Le ragioni dell’impasse sono molteplici e rimandano al modo in cui l’alleanza è venuta a configurarsi dal 2018 in poi. Il responso elettorale di quell’anno ha sconvolto la logica gerarchica su cui l’aggregazione era stata concepita: niente più Forza Italia guida e cerniera ma una Lega in forte ascesa, tanto da permettersi di accettare, con uno scatto di autonomia, il patto di governo con i Cinque stelle, allora per certi versi più affini ai leghisti di quanto non lo fossero i berlusconiani. Al coacervo di diffidenze, gelosie e desideri di vendetta che quello strappo provocò fra i moderati si è poi aggiunto lo smottamento degli elettorati prima di FI e poi della stessa Lega verso Fratelli d’Italia, la cui leader, giocando a sponda alterna fra radicalità sovranista e conservatorismo, ha acquisito un ruolo di crescente centralità. Ciò ha fatto ancor più di prima dei tre alleati altrettanti avversari, che dietro la facciata delle dichiarazioni di compattezza e le trovate a effetto sul “gabinetto di guerra” destinato a lanciare l’attacco a palazzo Chigi, si guardano in cagnesco e faticano a trovare una linea comune.

Un solco incolmabile

La defezione di Polverini, Rossi e Causin, affiancandosi alle molte altre precedenti, ha peggiorato ulteriormente la situazione e messo in chiaro che tra Forza Italia e gli attuali compagni di strada c’è un solco incolmabile – discorso che vale ancor più per Udc, seguaci di Toti e altri sparsi cespugli del microcosmo centrista. Per cui, se anche l’improbabile ipotesi di elezioni anticipate si avverasse e la coalizione le vincesse con più del 50 per cento, ogni coerente programma di governo sarebbe azzoppato dalla consapevolezza di vivere sotto la spada di Damocle dei ricatti che i Cesa, i Lupi, le Binetti e gli altri partner minori e minimi potrebbero fare agli azionisti di maggioranza.

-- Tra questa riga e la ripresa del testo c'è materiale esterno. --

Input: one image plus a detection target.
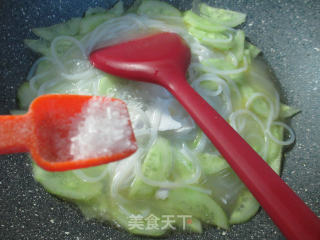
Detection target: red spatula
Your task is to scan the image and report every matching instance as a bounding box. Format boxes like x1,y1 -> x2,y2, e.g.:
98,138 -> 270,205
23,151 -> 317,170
0,94 -> 137,171
90,33 -> 320,240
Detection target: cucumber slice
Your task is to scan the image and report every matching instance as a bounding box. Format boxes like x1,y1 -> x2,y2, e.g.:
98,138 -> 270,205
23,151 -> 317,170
17,82 -> 37,110
33,164 -> 102,200
32,18 -> 81,41
129,137 -> 172,199
229,189 -> 260,224
280,104 -> 301,119
198,153 -> 229,175
231,30 -> 245,62
23,39 -> 50,55
199,3 -> 246,27
137,0 -> 181,18
79,13 -> 115,35
188,27 -> 234,50
183,11 -> 227,32
163,189 -> 229,229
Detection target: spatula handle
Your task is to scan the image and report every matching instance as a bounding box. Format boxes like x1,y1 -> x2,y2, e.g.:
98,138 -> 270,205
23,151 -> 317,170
0,114 -> 31,154
165,74 -> 320,240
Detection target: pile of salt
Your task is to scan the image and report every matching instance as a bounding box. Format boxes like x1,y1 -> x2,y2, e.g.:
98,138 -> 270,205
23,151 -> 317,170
70,97 -> 135,160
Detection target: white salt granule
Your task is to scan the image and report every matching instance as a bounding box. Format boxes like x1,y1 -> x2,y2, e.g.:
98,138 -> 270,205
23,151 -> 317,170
70,97 -> 135,160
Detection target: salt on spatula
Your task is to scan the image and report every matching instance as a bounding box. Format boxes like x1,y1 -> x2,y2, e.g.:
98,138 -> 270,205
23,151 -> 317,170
0,94 -> 137,171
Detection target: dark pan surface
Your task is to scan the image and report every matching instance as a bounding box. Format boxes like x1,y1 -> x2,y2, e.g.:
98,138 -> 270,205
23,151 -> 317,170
0,0 -> 320,240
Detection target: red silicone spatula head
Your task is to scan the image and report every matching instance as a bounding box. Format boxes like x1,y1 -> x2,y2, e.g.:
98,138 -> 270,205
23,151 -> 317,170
90,32 -> 191,86
0,94 -> 137,171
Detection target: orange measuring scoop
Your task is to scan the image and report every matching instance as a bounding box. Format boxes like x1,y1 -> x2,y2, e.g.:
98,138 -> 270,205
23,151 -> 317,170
0,94 -> 137,171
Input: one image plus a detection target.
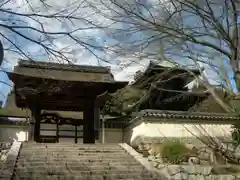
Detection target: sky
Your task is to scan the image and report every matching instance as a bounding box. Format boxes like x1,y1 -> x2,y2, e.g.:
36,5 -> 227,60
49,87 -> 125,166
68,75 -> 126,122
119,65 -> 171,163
0,0 -> 235,104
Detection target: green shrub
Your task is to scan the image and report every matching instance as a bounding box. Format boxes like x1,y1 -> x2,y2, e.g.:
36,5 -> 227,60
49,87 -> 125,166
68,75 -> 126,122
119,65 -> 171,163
161,141 -> 189,164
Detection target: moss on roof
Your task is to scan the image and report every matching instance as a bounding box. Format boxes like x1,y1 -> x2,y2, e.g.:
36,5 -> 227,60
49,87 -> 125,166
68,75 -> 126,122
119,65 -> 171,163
189,89 -> 230,113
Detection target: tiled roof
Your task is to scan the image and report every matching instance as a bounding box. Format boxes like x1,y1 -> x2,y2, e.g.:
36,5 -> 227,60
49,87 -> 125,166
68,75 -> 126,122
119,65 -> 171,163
137,110 -> 240,120
18,60 -> 110,73
0,117 -> 28,126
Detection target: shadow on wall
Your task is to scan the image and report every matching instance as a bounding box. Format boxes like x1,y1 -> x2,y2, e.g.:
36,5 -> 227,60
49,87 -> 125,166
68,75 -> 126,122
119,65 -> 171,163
0,128 -> 28,142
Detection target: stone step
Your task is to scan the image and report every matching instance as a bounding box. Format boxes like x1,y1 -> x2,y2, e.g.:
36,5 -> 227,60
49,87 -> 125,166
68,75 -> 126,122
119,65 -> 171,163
22,143 -> 121,149
16,161 -> 143,167
19,151 -> 127,156
17,157 -> 135,164
16,163 -> 145,171
13,174 -> 157,180
15,164 -> 147,174
14,167 -> 151,176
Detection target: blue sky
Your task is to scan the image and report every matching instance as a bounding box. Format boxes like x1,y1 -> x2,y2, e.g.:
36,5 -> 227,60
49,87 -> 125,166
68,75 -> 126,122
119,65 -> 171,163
0,0 -> 235,105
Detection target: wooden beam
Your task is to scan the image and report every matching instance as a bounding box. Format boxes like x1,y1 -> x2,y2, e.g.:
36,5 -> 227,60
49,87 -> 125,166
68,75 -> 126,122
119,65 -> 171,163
31,105 -> 41,142
83,100 -> 95,144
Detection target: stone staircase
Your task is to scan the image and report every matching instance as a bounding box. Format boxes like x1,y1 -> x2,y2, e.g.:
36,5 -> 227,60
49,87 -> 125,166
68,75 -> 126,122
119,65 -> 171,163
12,142 -> 162,180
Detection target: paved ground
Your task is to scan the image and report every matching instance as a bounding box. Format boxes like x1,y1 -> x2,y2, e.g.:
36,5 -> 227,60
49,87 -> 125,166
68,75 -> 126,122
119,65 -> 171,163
13,143 -> 163,180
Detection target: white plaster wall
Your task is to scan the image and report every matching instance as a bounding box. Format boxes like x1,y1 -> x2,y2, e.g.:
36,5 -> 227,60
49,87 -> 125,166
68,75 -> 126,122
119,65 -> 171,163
98,128 -> 123,143
131,123 -> 232,142
40,124 -> 83,136
0,126 -> 29,142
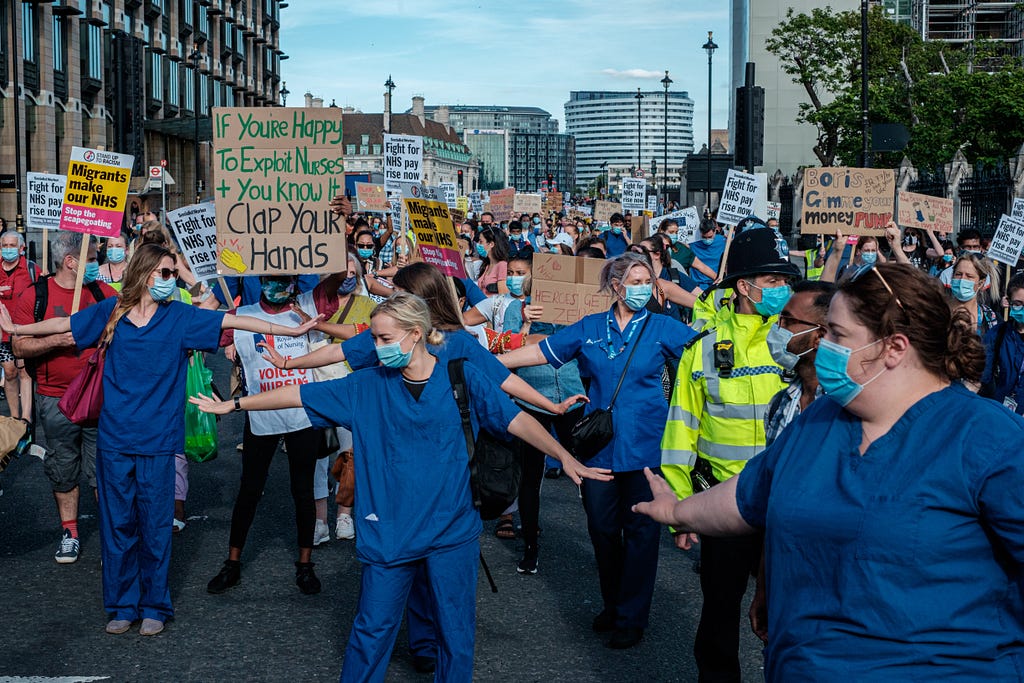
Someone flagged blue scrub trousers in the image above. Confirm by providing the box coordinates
[583,467,662,629]
[96,449,174,622]
[340,539,480,683]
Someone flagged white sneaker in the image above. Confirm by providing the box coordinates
[313,519,331,546]
[334,512,355,539]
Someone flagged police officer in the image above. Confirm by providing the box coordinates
[662,226,800,681]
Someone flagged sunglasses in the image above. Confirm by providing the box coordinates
[845,263,906,314]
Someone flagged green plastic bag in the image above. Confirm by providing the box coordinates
[185,352,217,463]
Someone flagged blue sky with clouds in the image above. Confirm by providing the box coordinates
[281,0,729,148]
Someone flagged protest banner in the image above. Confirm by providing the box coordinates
[25,173,68,230]
[649,206,700,245]
[213,106,348,275]
[623,178,647,212]
[484,187,515,221]
[715,168,759,225]
[896,190,953,232]
[530,252,611,325]
[384,133,423,193]
[512,193,541,217]
[985,214,1024,266]
[800,167,896,237]
[401,183,466,278]
[437,182,457,209]
[355,182,391,213]
[594,200,623,223]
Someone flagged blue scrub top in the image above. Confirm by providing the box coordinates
[540,307,696,472]
[689,234,725,290]
[736,384,1024,681]
[71,295,224,456]
[341,330,512,386]
[299,361,519,566]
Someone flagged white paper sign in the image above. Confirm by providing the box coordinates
[987,214,1024,265]
[384,133,423,193]
[717,169,759,225]
[622,178,647,212]
[167,202,217,281]
[25,173,68,229]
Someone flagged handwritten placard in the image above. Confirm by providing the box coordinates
[213,106,348,275]
[60,147,135,238]
[800,167,896,236]
[896,191,953,232]
[25,173,68,229]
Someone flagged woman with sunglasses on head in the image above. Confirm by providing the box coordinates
[635,265,1024,681]
[0,245,318,636]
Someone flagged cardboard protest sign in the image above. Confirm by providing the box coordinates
[623,178,647,212]
[716,168,759,225]
[594,200,623,223]
[167,202,217,282]
[213,106,348,275]
[401,183,466,278]
[25,173,68,229]
[512,193,541,216]
[59,147,135,238]
[650,206,700,245]
[384,133,423,193]
[530,252,611,325]
[896,190,953,232]
[485,187,515,221]
[800,167,896,236]
[355,182,391,213]
[985,214,1024,266]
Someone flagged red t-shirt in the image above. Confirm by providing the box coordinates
[10,278,118,398]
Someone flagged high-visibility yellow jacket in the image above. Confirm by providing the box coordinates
[662,305,786,498]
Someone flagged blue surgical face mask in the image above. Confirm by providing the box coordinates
[623,285,651,310]
[376,332,413,368]
[814,339,886,407]
[746,282,793,317]
[949,279,976,302]
[505,275,526,296]
[150,278,177,301]
[82,261,100,285]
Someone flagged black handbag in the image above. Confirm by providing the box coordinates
[570,313,651,462]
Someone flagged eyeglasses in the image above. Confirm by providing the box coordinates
[845,263,906,314]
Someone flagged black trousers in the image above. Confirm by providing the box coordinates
[519,408,583,546]
[230,416,324,548]
[693,533,763,683]
[583,468,662,629]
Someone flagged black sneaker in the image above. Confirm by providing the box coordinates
[295,562,321,595]
[206,560,242,595]
[515,546,537,574]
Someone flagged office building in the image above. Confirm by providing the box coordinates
[565,90,693,191]
[0,0,287,229]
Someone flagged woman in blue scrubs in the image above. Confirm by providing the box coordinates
[193,293,609,682]
[499,252,696,649]
[0,244,319,636]
[636,265,1024,681]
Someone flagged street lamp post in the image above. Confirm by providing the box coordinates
[662,69,672,206]
[188,43,203,204]
[633,88,643,171]
[703,31,718,212]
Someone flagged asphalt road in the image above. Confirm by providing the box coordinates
[0,358,762,683]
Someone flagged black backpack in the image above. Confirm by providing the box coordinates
[447,358,522,520]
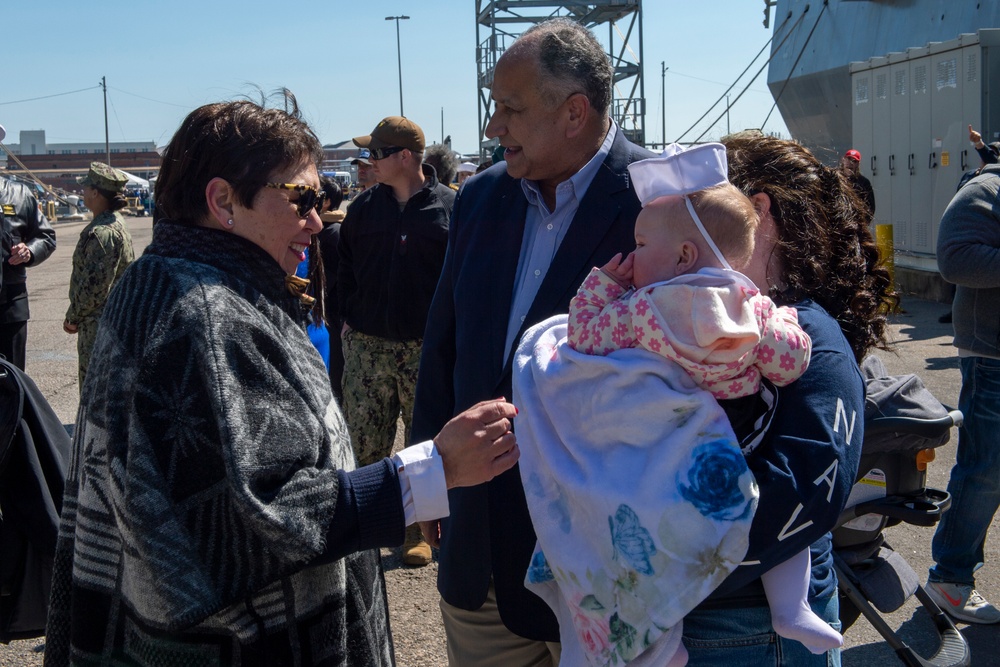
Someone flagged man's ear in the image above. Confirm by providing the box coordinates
[563,93,590,139]
[750,192,771,221]
[675,241,698,276]
[205,176,236,229]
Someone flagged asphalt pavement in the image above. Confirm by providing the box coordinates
[7,218,1000,667]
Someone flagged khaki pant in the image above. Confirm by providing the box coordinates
[441,582,562,667]
[342,330,422,467]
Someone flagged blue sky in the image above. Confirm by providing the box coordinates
[0,0,788,153]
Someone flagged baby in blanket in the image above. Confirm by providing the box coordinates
[515,144,843,666]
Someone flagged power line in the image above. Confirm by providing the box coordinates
[0,85,100,106]
[108,86,191,109]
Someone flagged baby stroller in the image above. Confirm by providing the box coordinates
[833,357,972,667]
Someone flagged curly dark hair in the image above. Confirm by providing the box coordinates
[722,132,899,361]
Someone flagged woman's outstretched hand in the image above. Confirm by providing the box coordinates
[434,398,521,489]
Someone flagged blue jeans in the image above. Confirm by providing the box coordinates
[684,592,840,667]
[928,357,1000,585]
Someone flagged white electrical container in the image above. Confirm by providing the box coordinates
[850,28,1000,272]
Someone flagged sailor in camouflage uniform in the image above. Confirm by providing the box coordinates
[63,162,135,393]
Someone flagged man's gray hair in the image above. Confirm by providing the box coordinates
[519,18,613,117]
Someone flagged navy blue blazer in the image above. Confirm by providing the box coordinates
[413,130,653,641]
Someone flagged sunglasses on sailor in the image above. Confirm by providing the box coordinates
[264,183,326,218]
[368,146,406,160]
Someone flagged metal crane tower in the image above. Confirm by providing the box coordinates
[476,0,646,158]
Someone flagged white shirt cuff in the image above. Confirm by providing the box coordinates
[392,440,449,526]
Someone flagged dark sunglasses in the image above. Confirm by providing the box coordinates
[264,183,326,218]
[368,146,406,160]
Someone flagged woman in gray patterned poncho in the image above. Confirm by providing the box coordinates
[45,93,518,667]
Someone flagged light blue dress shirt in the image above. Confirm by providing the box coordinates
[503,121,618,362]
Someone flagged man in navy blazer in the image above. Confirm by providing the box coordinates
[413,19,653,667]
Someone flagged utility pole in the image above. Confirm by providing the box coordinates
[385,16,410,116]
[726,93,730,134]
[101,76,111,166]
[660,60,670,150]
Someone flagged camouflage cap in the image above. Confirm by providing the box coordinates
[76,162,128,192]
[353,116,424,153]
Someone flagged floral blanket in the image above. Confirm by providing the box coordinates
[513,315,757,665]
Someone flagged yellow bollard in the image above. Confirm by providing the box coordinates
[875,225,896,289]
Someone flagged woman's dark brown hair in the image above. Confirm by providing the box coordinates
[156,90,325,322]
[722,132,899,361]
[156,90,323,224]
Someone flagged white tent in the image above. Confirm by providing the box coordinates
[118,169,149,190]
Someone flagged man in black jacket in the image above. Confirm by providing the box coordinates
[0,178,56,370]
[840,148,875,222]
[337,116,455,565]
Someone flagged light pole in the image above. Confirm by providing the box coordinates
[660,60,670,150]
[385,16,410,116]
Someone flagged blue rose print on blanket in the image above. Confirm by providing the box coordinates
[608,504,656,575]
[528,551,555,584]
[677,440,754,521]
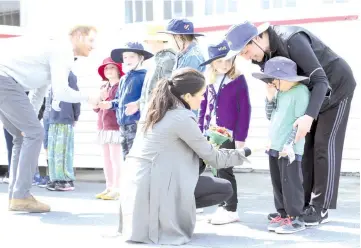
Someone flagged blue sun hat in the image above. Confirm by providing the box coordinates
[200,40,229,66]
[252,56,309,83]
[226,21,270,59]
[111,42,153,63]
[158,19,204,36]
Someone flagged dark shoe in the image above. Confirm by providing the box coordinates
[267,213,281,220]
[46,181,58,191]
[275,216,306,234]
[56,181,74,191]
[303,206,329,226]
[37,176,50,188]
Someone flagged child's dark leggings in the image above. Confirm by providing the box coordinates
[217,141,238,212]
[269,156,305,217]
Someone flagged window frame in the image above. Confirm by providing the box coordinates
[0,0,23,27]
[124,0,156,24]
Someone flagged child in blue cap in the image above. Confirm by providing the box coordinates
[98,42,153,160]
[252,57,310,234]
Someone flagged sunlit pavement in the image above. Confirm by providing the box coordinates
[0,171,360,248]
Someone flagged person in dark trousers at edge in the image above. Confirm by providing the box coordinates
[226,21,356,226]
[2,95,46,184]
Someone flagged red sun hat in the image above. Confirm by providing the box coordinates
[98,58,124,80]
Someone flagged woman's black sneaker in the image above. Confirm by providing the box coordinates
[267,213,280,220]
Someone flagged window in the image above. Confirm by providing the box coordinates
[163,0,194,20]
[204,0,213,15]
[273,0,282,8]
[261,0,270,9]
[135,0,143,22]
[216,0,226,14]
[228,0,238,12]
[145,1,153,21]
[204,0,240,16]
[0,1,20,26]
[286,0,297,7]
[124,0,154,23]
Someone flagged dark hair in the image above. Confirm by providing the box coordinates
[144,67,205,131]
[173,34,197,50]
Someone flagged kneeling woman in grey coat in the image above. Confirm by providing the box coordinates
[120,68,250,245]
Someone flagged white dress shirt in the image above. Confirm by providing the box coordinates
[0,36,87,113]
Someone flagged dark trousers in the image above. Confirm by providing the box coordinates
[194,176,233,208]
[302,95,352,209]
[217,141,238,212]
[119,123,137,160]
[4,128,13,173]
[269,156,304,216]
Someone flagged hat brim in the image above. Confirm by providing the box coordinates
[157,31,204,37]
[110,48,154,63]
[98,62,124,80]
[252,72,309,83]
[222,22,270,60]
[143,34,169,42]
[199,55,226,66]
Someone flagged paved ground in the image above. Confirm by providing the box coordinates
[0,173,360,248]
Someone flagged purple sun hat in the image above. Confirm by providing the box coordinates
[158,19,204,36]
[226,21,270,59]
[252,56,309,83]
[200,40,229,66]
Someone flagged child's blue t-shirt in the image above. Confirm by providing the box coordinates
[269,84,310,155]
[112,69,147,126]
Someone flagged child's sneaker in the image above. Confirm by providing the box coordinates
[267,213,280,220]
[37,176,50,188]
[95,189,110,199]
[267,215,284,232]
[2,177,9,184]
[55,181,75,191]
[275,216,306,234]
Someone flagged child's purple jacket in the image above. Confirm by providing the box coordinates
[198,75,251,142]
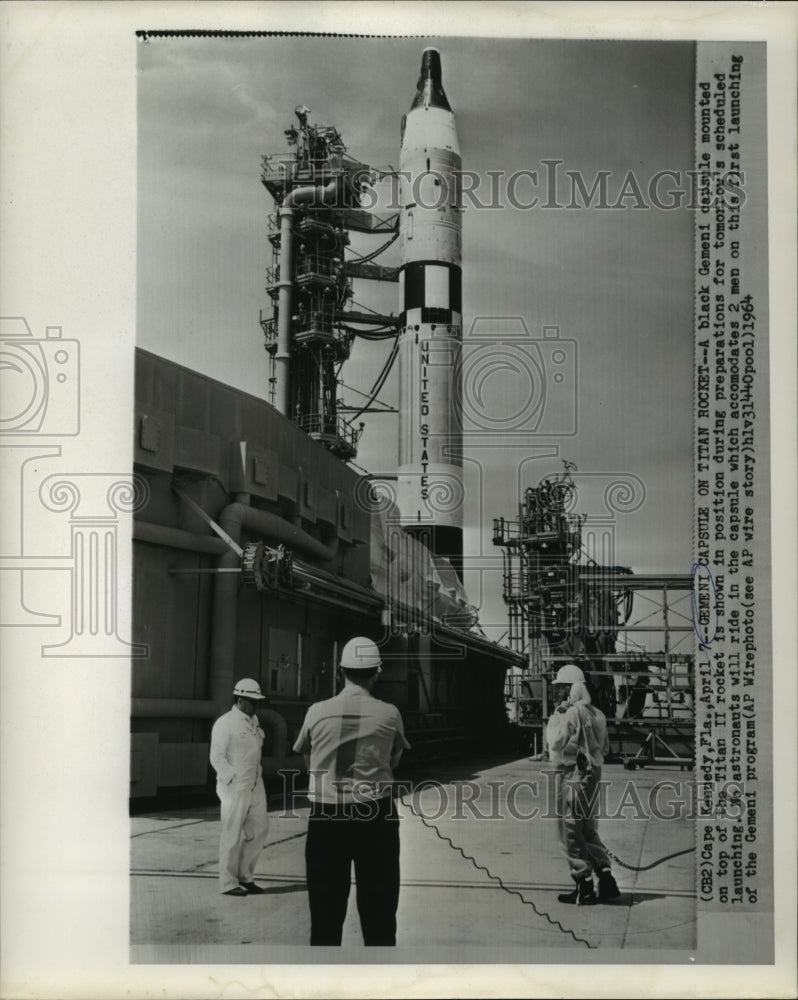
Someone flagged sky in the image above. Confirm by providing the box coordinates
[137,37,694,638]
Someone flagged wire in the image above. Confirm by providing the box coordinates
[347,331,399,424]
[399,796,598,948]
[607,847,695,872]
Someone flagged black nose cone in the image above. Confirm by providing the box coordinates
[410,49,452,111]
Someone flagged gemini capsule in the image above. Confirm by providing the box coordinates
[397,48,464,574]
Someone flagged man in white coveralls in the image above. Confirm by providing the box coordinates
[546,663,621,906]
[210,677,269,897]
[294,636,410,946]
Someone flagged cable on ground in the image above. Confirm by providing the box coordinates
[399,796,598,948]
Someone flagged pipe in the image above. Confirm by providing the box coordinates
[274,180,338,415]
[211,503,338,705]
[133,519,228,556]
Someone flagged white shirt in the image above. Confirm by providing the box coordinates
[294,681,410,803]
[546,704,610,767]
[210,705,266,789]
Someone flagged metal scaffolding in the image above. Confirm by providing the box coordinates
[493,471,695,768]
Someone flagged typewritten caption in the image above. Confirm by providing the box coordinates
[692,49,772,912]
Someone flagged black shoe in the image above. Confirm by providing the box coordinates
[599,868,621,902]
[557,875,596,906]
[241,882,266,896]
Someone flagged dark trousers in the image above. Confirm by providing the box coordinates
[305,798,399,945]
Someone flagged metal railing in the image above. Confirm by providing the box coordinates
[293,413,362,450]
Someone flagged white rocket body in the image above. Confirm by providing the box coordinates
[397,49,464,571]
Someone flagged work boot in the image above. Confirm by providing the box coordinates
[599,868,621,902]
[557,875,596,906]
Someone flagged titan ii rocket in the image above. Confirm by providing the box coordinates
[397,48,464,576]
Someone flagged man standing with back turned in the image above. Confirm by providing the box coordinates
[546,663,621,906]
[294,637,410,945]
[210,677,269,896]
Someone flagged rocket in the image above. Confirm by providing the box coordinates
[397,48,464,578]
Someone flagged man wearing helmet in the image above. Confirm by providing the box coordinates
[546,663,621,906]
[210,677,269,897]
[294,636,410,945]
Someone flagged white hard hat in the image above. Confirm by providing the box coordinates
[554,663,585,684]
[233,677,264,701]
[341,635,382,670]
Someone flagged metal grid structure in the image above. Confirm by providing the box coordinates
[493,472,694,768]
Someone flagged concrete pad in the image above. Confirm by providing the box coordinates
[131,759,696,962]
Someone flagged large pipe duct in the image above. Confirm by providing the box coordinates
[274,180,338,415]
[211,503,338,706]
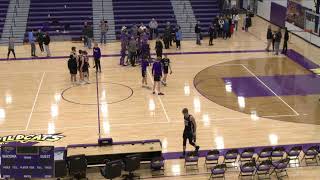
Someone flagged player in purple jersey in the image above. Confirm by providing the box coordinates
[160,54,172,86]
[152,57,164,95]
[141,55,149,87]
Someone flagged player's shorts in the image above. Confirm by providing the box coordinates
[163,67,169,74]
[153,75,161,82]
[141,71,147,77]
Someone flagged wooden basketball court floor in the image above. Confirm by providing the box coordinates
[0,18,320,179]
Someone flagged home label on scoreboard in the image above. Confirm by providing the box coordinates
[1,146,54,178]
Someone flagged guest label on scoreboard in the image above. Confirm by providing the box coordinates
[1,146,54,178]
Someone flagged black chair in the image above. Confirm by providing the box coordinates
[184,151,199,170]
[256,160,272,179]
[68,154,87,179]
[204,150,220,169]
[239,148,254,164]
[100,160,122,179]
[209,164,227,179]
[272,158,290,179]
[302,145,320,165]
[124,154,141,179]
[150,156,164,175]
[239,161,256,179]
[287,146,302,165]
[223,149,239,167]
[271,147,286,161]
[257,147,273,161]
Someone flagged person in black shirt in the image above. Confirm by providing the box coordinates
[43,32,51,57]
[160,54,172,86]
[155,38,163,58]
[181,108,200,158]
[266,25,273,52]
[274,28,282,55]
[194,21,201,45]
[68,49,78,83]
[282,28,289,54]
[209,22,214,46]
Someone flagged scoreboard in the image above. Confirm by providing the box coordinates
[1,146,54,178]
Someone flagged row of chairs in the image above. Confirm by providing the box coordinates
[100,154,164,179]
[181,145,320,179]
[209,158,290,179]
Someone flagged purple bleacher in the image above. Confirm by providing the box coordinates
[0,0,9,37]
[113,0,177,38]
[190,0,220,32]
[26,0,93,40]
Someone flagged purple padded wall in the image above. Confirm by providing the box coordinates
[270,2,287,27]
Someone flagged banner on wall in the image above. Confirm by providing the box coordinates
[286,0,308,29]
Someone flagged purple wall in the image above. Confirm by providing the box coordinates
[270,2,287,27]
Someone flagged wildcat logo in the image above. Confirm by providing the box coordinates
[0,134,65,144]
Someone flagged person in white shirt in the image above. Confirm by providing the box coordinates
[232,13,240,31]
[149,18,158,39]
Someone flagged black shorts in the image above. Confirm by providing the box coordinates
[163,67,169,74]
[141,70,147,77]
[153,75,161,82]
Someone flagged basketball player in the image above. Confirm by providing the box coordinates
[77,50,83,83]
[152,57,164,95]
[82,51,90,83]
[68,51,78,83]
[181,108,200,158]
[141,54,149,87]
[161,54,172,86]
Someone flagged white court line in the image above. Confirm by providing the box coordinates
[241,64,299,116]
[0,114,299,133]
[147,70,170,123]
[25,72,46,131]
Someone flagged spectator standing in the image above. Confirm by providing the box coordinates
[163,26,171,49]
[282,28,289,54]
[194,21,201,45]
[7,37,16,60]
[175,26,182,50]
[218,17,224,37]
[28,30,36,57]
[266,25,273,52]
[223,18,230,39]
[233,13,240,31]
[149,18,158,39]
[100,20,109,44]
[37,29,44,53]
[155,38,163,58]
[274,28,282,55]
[93,43,101,73]
[209,23,214,46]
[82,22,93,49]
[128,36,138,67]
[43,32,51,57]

Salvini e Meloni queste cose le sanno. E se la seconda può sfruttare le circostanze tenendo alti i toni e puntando ad aumentare il proprio peso incarnando l’immagine della dura-e-pura, il leader leghista sembra sempre più incerto sul da farsi, il che spiega gli ondeggiamenti fra momentanee aperture al dialogo con il governo “per il bene del paese”, accenni a fantomatiche possibilità di varare un esecutivo di centrodestra con un’altra caccia ai voltagabbana che di certo non piacerebbe a molti suoi elettori e flebili chiamate al voto. Il tutto mentre il suo numero due Giorgetti gli scava il terreno sotto i piedi picconando a giorni alterni la pretesa di guidare un futuro governo, sostenendo che un sovranista non sarebbe mai accettato dall’Unione europea e che quel rifiuto aggraverebbe le difficoltà causate dalla crisi sanitaria e dalla voragine del debito pubblico. E accompagnando queste considerazioni con il suggerimento di uno spostamento della Lega dall’area populista a quella del Partito popolare europeo.

Incapace, almeno per ora, di reagire a queste provocazioni, il segretario leghista appare tentato dal definitivo abbandono delle argomentazioni populiste che lo avevano proiettato alla vetta del 34 per cento dei voti, e pur di rimanere al timone dell’eterogenea coalizione si trasforma in alfiere della “rivoluzione liberale”, in una parodia del Berlusconi di ventisette anni fa che rischia di dispiacere ai suoi seguaci e non gli assicura credito altrove. Come gli eventi delle ultime ore hanno dimostrato, è a causa dei centristi che l’alleanza rischia di sgretolarsi. Aprir loro altri spazi non può che porre nuove pietre d’inciampo su un cammino che, a dispetto dell’attuale favore popolare, pare arduo.